Two comments: First, he had perhaps the best vocabulary of anyone I have ever seen; watching him on Firing Line was a joy, even if I did have to keep a dictionary handy.
Second, he was NOT a neo-concservative. The
National Review which he founded, as he stepped further and further away from it, went that direction, but he was closer to a true conservative (a la Edmund Burke) than a neo-con, in my opinion. He believed, I think, in Consitutionally limited government, which should be the beginning point of all U.S. conservatism.
Here is one Buckley comment:
"Conservatism aims to maintain in working order the loyalties of the community to perceived truths and also to those truths which in their judgment have earned universal recognition.
Now this leaves room, of course, for deposition, and there is deposition — the Civil War being the most monstrous account. But it also urges a kind of loyalty that breeds a devotion to those ideals sufficient to surmount the current crisis. When the Soviet Union challenged America and our set of loyalties, it did so at gunpoint. It became necessary at a certain point to show them our clenched fist and advise them that we were not going to deal lightly with our primal commitment to preserve those loyalties. That’s the most general definition of conservatism."
And another, with which I heartily agree:
Q: The prefix “neo” being placed in front of the word “conservative” has given conservatism quite a different spin. Many old-time or traditional conservatives are not too happy with the idea that the United States is trying to spread democracy around the world a la Woodrow Wilson, as is going on in Iraq. Is that something conservatives can be blamed for or is that something that is not conservative in nature?

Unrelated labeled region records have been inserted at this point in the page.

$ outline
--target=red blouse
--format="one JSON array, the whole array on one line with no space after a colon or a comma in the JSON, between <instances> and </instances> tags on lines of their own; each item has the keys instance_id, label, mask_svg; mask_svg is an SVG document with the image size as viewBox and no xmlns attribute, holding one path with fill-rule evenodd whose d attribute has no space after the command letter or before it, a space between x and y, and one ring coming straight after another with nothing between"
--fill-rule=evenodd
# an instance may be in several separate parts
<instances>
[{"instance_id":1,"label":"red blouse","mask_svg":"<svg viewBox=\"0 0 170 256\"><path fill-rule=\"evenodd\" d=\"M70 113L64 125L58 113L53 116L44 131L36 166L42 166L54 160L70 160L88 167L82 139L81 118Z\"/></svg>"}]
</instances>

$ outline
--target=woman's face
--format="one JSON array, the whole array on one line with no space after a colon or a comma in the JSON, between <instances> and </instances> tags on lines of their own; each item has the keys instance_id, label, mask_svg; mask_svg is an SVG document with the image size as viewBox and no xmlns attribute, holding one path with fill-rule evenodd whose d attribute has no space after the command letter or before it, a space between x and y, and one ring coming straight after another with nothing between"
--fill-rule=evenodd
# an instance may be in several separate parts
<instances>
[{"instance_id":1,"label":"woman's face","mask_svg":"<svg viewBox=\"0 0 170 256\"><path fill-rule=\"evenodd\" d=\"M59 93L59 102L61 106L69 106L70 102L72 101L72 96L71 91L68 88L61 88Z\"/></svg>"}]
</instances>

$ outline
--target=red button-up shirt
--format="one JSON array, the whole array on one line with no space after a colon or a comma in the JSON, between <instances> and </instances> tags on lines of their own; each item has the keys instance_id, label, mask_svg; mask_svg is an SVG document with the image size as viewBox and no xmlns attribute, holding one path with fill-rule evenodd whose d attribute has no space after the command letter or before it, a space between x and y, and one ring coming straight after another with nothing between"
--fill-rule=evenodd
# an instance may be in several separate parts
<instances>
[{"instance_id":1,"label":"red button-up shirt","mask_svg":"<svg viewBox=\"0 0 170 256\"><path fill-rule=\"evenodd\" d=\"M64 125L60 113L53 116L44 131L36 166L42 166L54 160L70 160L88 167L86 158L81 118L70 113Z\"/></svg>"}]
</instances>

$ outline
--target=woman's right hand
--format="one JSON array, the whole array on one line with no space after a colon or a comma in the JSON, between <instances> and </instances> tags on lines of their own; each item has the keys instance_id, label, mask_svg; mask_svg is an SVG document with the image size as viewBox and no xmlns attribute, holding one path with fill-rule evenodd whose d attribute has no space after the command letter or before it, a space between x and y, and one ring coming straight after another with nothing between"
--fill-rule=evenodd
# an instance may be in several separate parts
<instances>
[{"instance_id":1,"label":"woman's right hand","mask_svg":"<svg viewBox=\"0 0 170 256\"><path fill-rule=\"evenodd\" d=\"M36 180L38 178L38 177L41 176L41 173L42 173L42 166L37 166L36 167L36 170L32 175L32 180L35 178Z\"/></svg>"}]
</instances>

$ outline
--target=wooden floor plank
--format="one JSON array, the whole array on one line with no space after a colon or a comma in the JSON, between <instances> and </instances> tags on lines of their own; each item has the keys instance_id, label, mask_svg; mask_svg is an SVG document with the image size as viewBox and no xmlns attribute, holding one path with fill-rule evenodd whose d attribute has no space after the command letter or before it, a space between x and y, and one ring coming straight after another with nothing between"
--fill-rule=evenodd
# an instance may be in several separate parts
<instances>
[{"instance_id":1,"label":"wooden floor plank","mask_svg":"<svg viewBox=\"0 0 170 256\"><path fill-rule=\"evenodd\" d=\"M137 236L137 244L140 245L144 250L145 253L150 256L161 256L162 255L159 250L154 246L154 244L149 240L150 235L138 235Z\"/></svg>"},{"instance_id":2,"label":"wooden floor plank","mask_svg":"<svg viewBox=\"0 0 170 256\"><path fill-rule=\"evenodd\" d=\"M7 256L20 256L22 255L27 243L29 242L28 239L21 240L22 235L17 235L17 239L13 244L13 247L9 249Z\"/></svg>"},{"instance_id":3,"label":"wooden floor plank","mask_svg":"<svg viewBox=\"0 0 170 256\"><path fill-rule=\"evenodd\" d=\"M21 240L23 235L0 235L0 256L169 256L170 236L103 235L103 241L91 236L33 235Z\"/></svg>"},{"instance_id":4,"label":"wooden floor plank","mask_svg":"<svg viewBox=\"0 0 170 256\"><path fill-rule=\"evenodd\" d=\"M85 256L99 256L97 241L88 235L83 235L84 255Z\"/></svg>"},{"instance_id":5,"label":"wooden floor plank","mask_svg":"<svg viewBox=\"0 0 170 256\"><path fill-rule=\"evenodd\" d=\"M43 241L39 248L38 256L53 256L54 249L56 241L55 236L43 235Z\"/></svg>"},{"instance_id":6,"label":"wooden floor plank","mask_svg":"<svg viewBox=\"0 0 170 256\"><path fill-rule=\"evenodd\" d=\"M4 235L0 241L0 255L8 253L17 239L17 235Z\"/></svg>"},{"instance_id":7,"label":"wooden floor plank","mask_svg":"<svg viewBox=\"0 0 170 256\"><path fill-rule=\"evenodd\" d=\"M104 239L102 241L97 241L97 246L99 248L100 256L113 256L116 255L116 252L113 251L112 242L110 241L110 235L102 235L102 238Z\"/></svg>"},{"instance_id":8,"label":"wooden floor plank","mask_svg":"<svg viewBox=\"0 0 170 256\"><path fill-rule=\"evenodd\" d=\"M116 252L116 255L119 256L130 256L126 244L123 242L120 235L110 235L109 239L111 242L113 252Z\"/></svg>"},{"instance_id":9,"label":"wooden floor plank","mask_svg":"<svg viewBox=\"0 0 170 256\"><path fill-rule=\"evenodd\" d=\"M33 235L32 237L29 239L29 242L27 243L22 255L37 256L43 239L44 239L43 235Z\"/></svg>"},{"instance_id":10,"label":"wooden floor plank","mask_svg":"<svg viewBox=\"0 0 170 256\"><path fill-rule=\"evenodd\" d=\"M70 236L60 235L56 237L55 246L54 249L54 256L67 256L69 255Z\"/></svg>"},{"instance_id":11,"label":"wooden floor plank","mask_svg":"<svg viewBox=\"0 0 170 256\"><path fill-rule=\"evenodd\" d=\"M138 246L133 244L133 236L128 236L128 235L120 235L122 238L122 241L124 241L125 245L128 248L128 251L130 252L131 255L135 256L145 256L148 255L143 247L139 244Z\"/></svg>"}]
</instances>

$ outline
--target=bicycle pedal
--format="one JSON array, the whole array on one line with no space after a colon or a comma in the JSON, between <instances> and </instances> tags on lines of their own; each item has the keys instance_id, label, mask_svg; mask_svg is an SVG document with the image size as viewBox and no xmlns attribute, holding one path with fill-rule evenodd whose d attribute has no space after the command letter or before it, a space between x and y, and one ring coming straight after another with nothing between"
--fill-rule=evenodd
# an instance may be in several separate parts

A: I think it’s the latter. Conservatives can be blamed to the extent that they are thought of having acquiesced in that definition of their goal in a free society. But it has been by no means unanimous in the belief that conservatism consists in that kind of evangelistic extreme.
There are people whom I enormously admire, as perhaps you do, who take a pretty Wilsonian view about the responsibility of states like ours vis-a-vis states that simply reject learning that we consider to be primary, that’s true.
But I don’t think that the existence of the neoconservative movement has the effect of vitiating legitimate conservatism — or even of putting such pressure on traditional conservatives as to feel that they are missing a great historical tide.
Some people that I very much respect, like (Weekly Standard editor) Bill Kristol, disagree with me on that, but there we are.